Third, the study enrolled a highly selected population of experienced NIV users already adapted to “high intensity” NIV with average baseline inspiratory positive airway pressures of 30 cm H2O. The results might have been different had the study compared a population of naïve users starting out on NIV. The volume-assured mode could conceivably have effected more rapid improvements in gas exchange in naive patients than the standard pressure preset mode because of its ability to deliver a targeted tidal volume.
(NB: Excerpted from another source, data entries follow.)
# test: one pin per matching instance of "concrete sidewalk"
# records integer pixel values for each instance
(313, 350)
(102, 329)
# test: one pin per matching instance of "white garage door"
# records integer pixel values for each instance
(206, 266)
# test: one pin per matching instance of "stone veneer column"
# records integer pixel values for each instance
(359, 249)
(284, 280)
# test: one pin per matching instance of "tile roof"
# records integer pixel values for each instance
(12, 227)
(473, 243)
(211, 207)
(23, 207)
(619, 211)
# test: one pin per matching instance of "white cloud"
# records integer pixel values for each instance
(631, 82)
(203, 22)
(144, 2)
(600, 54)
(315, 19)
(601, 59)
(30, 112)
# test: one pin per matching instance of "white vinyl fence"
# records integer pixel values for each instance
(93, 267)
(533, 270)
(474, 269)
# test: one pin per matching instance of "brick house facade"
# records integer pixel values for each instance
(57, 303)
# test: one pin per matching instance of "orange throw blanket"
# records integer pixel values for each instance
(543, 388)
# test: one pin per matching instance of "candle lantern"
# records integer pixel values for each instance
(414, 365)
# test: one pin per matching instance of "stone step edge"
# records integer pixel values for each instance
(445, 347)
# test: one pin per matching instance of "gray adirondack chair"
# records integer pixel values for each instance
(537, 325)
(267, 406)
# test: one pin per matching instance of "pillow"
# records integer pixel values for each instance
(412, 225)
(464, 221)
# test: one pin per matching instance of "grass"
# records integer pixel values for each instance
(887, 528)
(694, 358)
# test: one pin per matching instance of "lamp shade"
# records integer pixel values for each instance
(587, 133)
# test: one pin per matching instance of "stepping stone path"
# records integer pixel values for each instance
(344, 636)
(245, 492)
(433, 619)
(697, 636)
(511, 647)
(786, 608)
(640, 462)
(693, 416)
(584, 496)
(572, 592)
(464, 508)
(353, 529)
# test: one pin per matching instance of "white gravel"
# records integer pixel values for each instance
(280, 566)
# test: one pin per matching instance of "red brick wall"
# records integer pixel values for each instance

Despite these limitations, the volume-assured mode actually achieved a statistically significant reduction in daytime PaCO2 and increase in oxygen saturation (0.4 kPa and 1.5%, respectively) compared to values during pressure preset ventilation, differences that the authors dismiss as clinically insignificant. Although differences in this range have been considered clinically important in previous studies (Citation15), the absence of correlative differences in nocturnal transcutaneous PCO2 or other clinical variables makes it difficult to argue that the gas exchange differences in the Oscroft study are clinically meaningful. On the other hand, they could have attained clinical significance in a longer-term study.

It must also be acknowledged that although the improvements over pre-ventilation values in the long-term NIV users in the Oscroft study were impressive, there was no untreated control group, so it is conceivable that both modes were equally ineffective rather than equally effective. Along these lines, one could argue that the Oscroft study is premature in that the efficacy of NIV for COPD has not been established and rather than compare modes, studies should assess the efficacy of NIV in COPD patients by including an oxygen therapy or sham NIV control group.

Not only does the efficacy of NIV in patients with severe stable COPD remain to be convincingly shown, but the ideal mode for achieving optimal efficacy also awaits clarification. The Oscroft study suggests that volume assured pressure support offers no substantial advantage over the more traditional pressure preset mode under the specific conditions of the study, but further investigation is certainly needed. Future studies should establish definitively, using a variety of ventilators at different pressures in different patient populations, whether the “high intensity” approach is truly more effective than a lower intensity approach and whether, under different conditions, more sophisticated “hybrid modes” like the volume assured mode tested herein offer clinically meaningful advantages.

Declaration of interest

The author has received research grants from Respironics, Inc., and Breathe Technologies, Inc., manufacturers of noninvasive ventilators. The author alone is responsible for the content and writing of the paper.